In the News
Adesto Technologies Wins DARPA Award to Develop Sub-Threshold Non-Volatile, Embedded CBRAM Memory
Monday, November 29, 2010.
Monday, November 29, 2010
Adesto plans to demonstrate Working Silicon Operating Down to 0.6V
(Sunnyvale, California. BUSINESS WIRE ) – Adesto Technologies, the leading developer of Conductive Bridging RAM (CBRAM™), a low power and low cost CMOS non-volatile memory, is announcing that it has received an award from DARPA to develop and demonstrate CBRAM memory devices that operate at sub-threshold voltages – a level that is more than 10 times lower than standard Flash memory. A successful demonstration of the CBRAM technology could lead to groundbreaking memory and microcontroller devices that consume orders of magnitude lower power.
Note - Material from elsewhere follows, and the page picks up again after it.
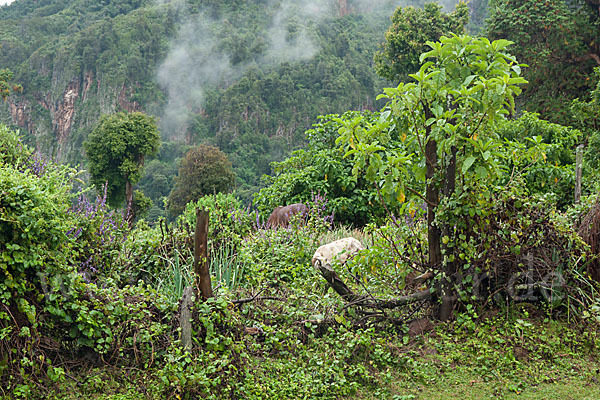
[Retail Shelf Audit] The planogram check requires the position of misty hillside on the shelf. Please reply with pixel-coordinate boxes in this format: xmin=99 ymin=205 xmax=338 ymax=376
xmin=0 ymin=0 xmax=480 ymax=209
“We are thrilled to be selected by DARPA in this new endeavor to build and demonstrate a memory device that consumes power at a fraction of today’s memory,” said Narbeh Derhacobian, the CEO of Adesto Technologies. He added, “The DARPA effort when combined with our current development to make CBRAM economical and pervasive could have a dramatic impact on future mobile and embedded devices.”
Adesto Technologies develops CBRAM non-volatile stand alone memory devices and IP for embedding in a wide range of semiconductors. Recently, the company enhanced its leadership position in the emerging non-volatile memory market with the acquisition of key patents and IP related to CBRAM technology from Qimonda. In addition, Adesto announced the formation of a manufacturing partnership with Altis Semiconductor which will lead to the introduction of the first CBRAM product in 2011.
“Throughout my career I have evaluated many low power technologies and found CBRAM to have the potential to reshape microelectronics in a number of areas,” said Michael Fritze, Director of Disruptive Electronics at the Information Sciences Institute.
In addition to working with DARPA on sub-threshold non-volatile memories, Adesto has partnered with Professor Ben Calhoun of the University of Virginia to combine CBRAM with low voltage microelectronic circuits that he and his colleagues are developing in order to build ultra low power Microcontrollers (MCUs) and Systems-on-Chips (SOCs). “Adesto’s CBRAM is an outstanding memory technology that we can easily integrate with our ultra low voltage MCUs and SOCs in a standard CMOS process,” said Professor Calhoun at the University of Virginia. “We intend to demonstrate complete solutions within the next year.”